What type of rivets were used to fasten the vin tag to the door jamb?
Can you get them?


----------



## GTO JUDGE (May 14, 2005)

dakuhns said:


> What type of rivets were used to fasten the vin tag to the door jamb?
> Can you get them?


I seen rivets for sale at either Ames or Inline Tube, can't recall which one.


----------



## 05GTO (Oct 6, 2004)

dakuhns said:


> What type of rivets were used to fasten the vin tag to the door jamb?
> Can you get them?


They are called "Rosette Rivets" and are very hard to find and are not legal in some states, here is a link to someone selling them thru Cars-on-Line,

GM Rosette Rivets for sale 

I found a pair thru a vendor on e-bay selling data plate rivets, but I don't remember their name.

Good luck,


----------



## riggsjr (Apr 19, 2014)

*"Rosette Rivets"*

Does anyone sell these anymore?


----------



## rickm (Feb 8, 2012)

there is an ad in hemmings motor news every month in the Pontiac parts section. don't know if its a good thing or bad thing for them to be available for purchase. someone could be dishonest.


----------



## geeteeohguy (Feb 2, 2008)

In my state, once the vin tag is removed from a vehicle, it is considered tampered and a new VIN plate must be issued by the state. This greatly decreases the value of the vehicle. It is considered a crime to remove the VIN tag from a vehicle, and if my memory serves, this is a nation-wide thing. VIN tags should be masked off when a vehicle is refinished, but never removed. Once removed, the entire vehicle is suspect.


----------



## riggsjr (Apr 19, 2014)

Did all 1965 GTO's have the rosette rivets ?


----------



## tiger13 (May 4, 2012)

Rosette Rivets

I do not endorse this seller, as I consider changing a VIN to be illegal in most states, and not ethical, use at your own risk.


----------



## Red1970GTO (Jun 25, 2011)

geeteeohguy said:


> VIN tags should be masked off when a vehicle is refinished, but never removed. Once removed, the entire vehicle is suspect.
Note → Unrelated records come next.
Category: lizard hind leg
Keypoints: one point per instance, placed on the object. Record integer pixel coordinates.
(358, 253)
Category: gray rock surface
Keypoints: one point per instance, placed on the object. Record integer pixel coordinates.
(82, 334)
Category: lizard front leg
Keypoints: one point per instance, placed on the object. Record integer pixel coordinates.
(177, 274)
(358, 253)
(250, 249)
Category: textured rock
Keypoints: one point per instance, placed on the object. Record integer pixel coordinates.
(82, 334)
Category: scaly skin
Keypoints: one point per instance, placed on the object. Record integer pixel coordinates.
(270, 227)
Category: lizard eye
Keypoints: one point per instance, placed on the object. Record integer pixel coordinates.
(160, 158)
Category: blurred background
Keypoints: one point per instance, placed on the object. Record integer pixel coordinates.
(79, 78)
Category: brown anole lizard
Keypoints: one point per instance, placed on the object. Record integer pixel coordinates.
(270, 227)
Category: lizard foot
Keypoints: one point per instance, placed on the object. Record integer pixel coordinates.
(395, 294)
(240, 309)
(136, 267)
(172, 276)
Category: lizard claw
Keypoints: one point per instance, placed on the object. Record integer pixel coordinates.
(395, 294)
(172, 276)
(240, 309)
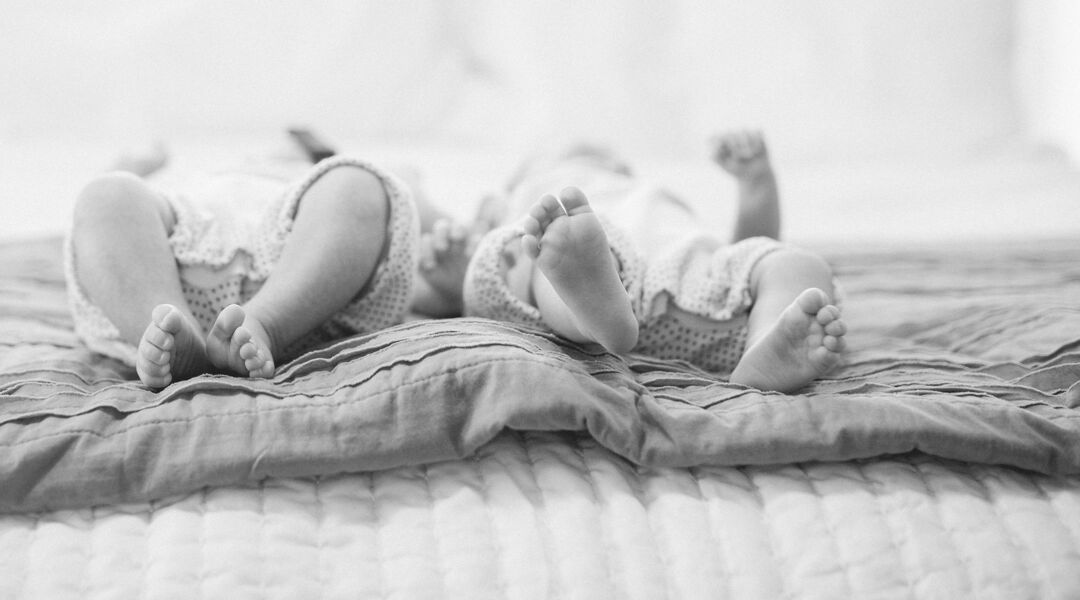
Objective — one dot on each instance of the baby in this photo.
(630, 268)
(237, 271)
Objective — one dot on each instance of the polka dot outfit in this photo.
(229, 233)
(691, 297)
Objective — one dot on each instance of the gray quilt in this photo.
(967, 353)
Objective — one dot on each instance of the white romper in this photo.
(229, 233)
(690, 291)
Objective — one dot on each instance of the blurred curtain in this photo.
(828, 79)
(1049, 70)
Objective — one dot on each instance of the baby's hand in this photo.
(742, 153)
(444, 256)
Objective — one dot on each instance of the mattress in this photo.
(472, 459)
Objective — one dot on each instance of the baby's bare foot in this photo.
(570, 248)
(171, 349)
(743, 154)
(240, 344)
(804, 344)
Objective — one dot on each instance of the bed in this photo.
(470, 459)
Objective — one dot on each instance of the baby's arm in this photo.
(744, 155)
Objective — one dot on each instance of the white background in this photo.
(905, 119)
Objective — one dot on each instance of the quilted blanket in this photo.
(971, 354)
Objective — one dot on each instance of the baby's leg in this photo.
(795, 333)
(335, 245)
(744, 155)
(577, 286)
(123, 262)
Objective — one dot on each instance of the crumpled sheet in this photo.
(971, 354)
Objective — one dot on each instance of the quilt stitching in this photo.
(950, 533)
(993, 501)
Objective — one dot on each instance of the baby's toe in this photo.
(812, 301)
(836, 327)
(827, 313)
(834, 343)
(158, 338)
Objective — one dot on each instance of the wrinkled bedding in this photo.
(968, 354)
(549, 515)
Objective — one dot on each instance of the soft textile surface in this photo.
(968, 354)
(539, 515)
 Good advice, simple and easy.

and cheaper: http://www.oldride.com/parts/5218550108.html


----------



## Red1970GTO (Jun 25, 2011)

riggsjr said:


> Did all 1965 GTO's have the rosette rivets ?


 No. In '65 GM used one silver steel rivet and one gold toned rivet (I don't recall if the gold-toned rivet was brass, copper, or what). It's best to just let the rivets be.


----------



## Red1970GTO (Jun 25, 2011)

dakuhns said:


> What type of rivets were used to fasten the vin tag to the door jamb?
> Can you get them?


 Here's a guy that may have what you need (read the whole description AND view the photos :smilielol5: Assembly Line Rivets GM Vintage Cowl Tag Chevelle Camaro 442 GTO 60`s 70`s I D | eBay


----------



## ALKYGTO (Mar 29, 2010)

Rivets? I didn't see any rivets......:blush2:


----------